Attribution is required when using geoBoundaries.

Introduction

The geobounds package provides a straightforward interface for downloading and working with global political and administrative boundary data from the geoBoundaries project (Runfola et al. 2020).

These datasets are openly licensed (CC BY 4.0) and cover countries worldwide across multiple administrative levels. The package supports different geoBoundaries release types: gbOpen, gbHumanitarian, and gbAuthoritative, which vary in validation levels and licensing. With geobounds, you can easily fetch boundary geometries as sf objects, explore metadata, cache datasets locally, and seamlessly integrate the boundaries into your spatial workflows.

Understanding the data

The geoBoundaries database undergoes a rigorous quality assurance process, including manual review and hand-digitization of physical maps where necessary. Its primary goal is to provide the highest possible level of spatial accuracy for scientific and academic applications.

This precision comes at a cost: some files can be quite large and may take longer to download. For visualization or general mapping purposes, we recommend using the simplified datasets available by setting simplified = TRUE.

library(geobounds)
library(ggplot2)
library(dplyr)

# Different resolutions
norway <- gb_get_adm0("NOR") |>
  mutate(res = "Full resolution")
print(object.size(norway), units = "Mb")
#> 26.5 Mb

norway_simp <- gb_get_adm0(country = "NOR", simplified = TRUE) |>
  mutate(res = "Simplified")
print(object.size(norway_simp), units = "Mb")
#> 1.5 Mb

norway_all <- bind_rows(norway, norway_simp)

# Plot ggplot2
ggplot(norway_all) +
  geom_sf(fill = "#BA0C2F", color = "#00205B") +
  facet_wrap(vars(res)) +
  theme_minimal() +
  labs(caption = "Source: www.geoboundaries.org")
Comparison between full vs. simplified map.
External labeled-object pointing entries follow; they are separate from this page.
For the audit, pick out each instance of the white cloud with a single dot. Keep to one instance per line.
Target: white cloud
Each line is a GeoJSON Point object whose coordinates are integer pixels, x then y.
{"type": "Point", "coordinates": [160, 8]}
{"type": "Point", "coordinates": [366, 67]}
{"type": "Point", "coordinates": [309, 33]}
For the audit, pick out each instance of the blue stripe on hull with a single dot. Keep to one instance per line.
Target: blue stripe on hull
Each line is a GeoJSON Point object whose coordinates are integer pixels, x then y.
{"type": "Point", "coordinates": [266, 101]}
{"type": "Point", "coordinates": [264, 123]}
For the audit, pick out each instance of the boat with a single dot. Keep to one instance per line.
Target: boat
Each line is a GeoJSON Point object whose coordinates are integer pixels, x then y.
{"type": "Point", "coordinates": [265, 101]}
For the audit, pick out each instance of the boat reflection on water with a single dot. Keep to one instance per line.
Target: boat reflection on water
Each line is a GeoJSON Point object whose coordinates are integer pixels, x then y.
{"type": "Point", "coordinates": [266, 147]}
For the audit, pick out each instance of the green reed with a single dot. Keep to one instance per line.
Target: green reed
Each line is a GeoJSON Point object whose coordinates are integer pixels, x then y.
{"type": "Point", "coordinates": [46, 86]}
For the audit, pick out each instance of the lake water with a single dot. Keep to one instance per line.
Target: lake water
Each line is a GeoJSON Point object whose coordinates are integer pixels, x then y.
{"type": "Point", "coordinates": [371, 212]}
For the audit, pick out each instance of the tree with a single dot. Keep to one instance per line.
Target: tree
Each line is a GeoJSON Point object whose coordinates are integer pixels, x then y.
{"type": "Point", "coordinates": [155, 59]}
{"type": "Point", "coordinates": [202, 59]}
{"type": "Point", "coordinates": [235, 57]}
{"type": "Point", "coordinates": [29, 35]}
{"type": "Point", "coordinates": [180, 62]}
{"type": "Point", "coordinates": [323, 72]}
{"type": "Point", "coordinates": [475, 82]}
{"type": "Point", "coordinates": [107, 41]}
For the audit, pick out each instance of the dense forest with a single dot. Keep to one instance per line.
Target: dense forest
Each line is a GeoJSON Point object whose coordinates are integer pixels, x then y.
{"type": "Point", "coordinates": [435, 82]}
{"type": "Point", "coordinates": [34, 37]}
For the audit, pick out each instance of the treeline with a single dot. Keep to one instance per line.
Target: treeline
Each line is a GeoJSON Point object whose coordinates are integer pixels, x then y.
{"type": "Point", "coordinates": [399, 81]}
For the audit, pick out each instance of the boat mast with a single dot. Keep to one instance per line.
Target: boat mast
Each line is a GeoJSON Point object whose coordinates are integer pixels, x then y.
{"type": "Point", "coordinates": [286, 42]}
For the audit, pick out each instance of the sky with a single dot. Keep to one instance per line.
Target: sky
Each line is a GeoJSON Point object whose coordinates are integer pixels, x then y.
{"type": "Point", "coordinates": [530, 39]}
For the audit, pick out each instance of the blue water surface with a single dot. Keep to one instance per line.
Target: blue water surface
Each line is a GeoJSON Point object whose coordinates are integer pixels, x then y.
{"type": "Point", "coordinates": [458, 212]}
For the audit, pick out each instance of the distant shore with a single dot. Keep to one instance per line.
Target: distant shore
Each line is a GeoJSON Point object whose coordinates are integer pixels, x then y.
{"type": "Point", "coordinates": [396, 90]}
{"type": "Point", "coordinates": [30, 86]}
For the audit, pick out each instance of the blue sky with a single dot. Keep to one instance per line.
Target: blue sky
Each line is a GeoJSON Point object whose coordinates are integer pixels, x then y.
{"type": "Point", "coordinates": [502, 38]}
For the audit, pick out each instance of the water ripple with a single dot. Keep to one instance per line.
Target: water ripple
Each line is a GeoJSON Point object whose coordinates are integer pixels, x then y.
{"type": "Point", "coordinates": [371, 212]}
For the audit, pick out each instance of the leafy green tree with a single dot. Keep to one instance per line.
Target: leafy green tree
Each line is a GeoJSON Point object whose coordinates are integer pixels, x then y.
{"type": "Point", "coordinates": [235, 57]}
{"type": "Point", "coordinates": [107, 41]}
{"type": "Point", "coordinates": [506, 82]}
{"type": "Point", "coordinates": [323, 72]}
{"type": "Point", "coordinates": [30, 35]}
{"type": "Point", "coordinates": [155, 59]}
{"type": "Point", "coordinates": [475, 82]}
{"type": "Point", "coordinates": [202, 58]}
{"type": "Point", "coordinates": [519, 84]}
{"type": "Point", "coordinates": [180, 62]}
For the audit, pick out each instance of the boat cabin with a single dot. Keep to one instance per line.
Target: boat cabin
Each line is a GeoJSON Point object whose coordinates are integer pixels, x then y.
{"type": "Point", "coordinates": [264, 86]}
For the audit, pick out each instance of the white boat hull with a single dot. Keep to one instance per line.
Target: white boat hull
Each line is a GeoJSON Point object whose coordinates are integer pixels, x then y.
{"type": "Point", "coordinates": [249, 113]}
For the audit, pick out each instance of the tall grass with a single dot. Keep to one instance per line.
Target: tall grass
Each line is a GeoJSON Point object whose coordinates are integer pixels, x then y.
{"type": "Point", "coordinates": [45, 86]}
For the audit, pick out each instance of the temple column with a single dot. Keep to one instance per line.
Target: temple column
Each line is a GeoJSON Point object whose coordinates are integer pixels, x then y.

Comparison between full vs. simplified map.

Individual country files

The geoBoundaries API provides individual country files, whose aim is to represent every nation “as they would represent themselves”, with no special identification of disputed areas.

The download of this data is implemented in gb_get() and the ?gb_get_adm family of functions. It is not guaranteed that borders align perfectly or that there are no gaps between countries. Additionally, these files do not include a special identification of disputed areas.

india_pak <- gb_get_adm0(c("India", "Pakistan"))

# Disputed area: Kashmir
ggplot(india_pak) +
  geom_sf(aes(fill = shapeName), alpha = 0.5) +
  scale_fill_manual(values = c("#FF671F", "#00401A")) +
  labs(
    fill = "Country",
    title = "Map of India & Pakistan",
    subtitle = "Note overlapping in Kashmir region",
    caption = "Source: www.geoboundaries.org"
  )
Map showing overlapping in disputed area: Kashmir.

Map showing overlapping in disputed area: Kashmir.

Note that individual data files are governed by the license or licenses identified within the metadata for each respective boundary.

gb_get_metadata(c("India", "Pakistan"), adm_lvl = "ADM0") |>
  select(boundaryName, boundaryLicense, boundarySource)
#> # A tibble: 2 × 3
#>   boundaryName boundaryLicense                                    boundarySource
#>   <chr>        <chr>                                              <chr>         
#> 1 India        CC0 1.0 Universal (CC0 1.0) Public Domain Dedicat… geoBoundaries…
#> 2 Pakistan     Open Data Commons Open Database License 1.0        OpenStreetMap…

Composite files

If you would prefer data where disputed areas are explicitly handled (by removing overlaps and filling gaps), please use gb_get_cgaz(). This function downloads global composite datasets for administrative boundaries, also known as CGAZ (Comprehensive Global Administrative Zones). There are three important distinctions between CGAZ and individual country downloads:

  1. Extensive simplification is performed to ensure that file sizes are small enough to be used in most traditional desktop software.

  2. Disputed areas are removed and replaced with polygons following US Department of State definitions.

  3. Gaps between borders have been filled.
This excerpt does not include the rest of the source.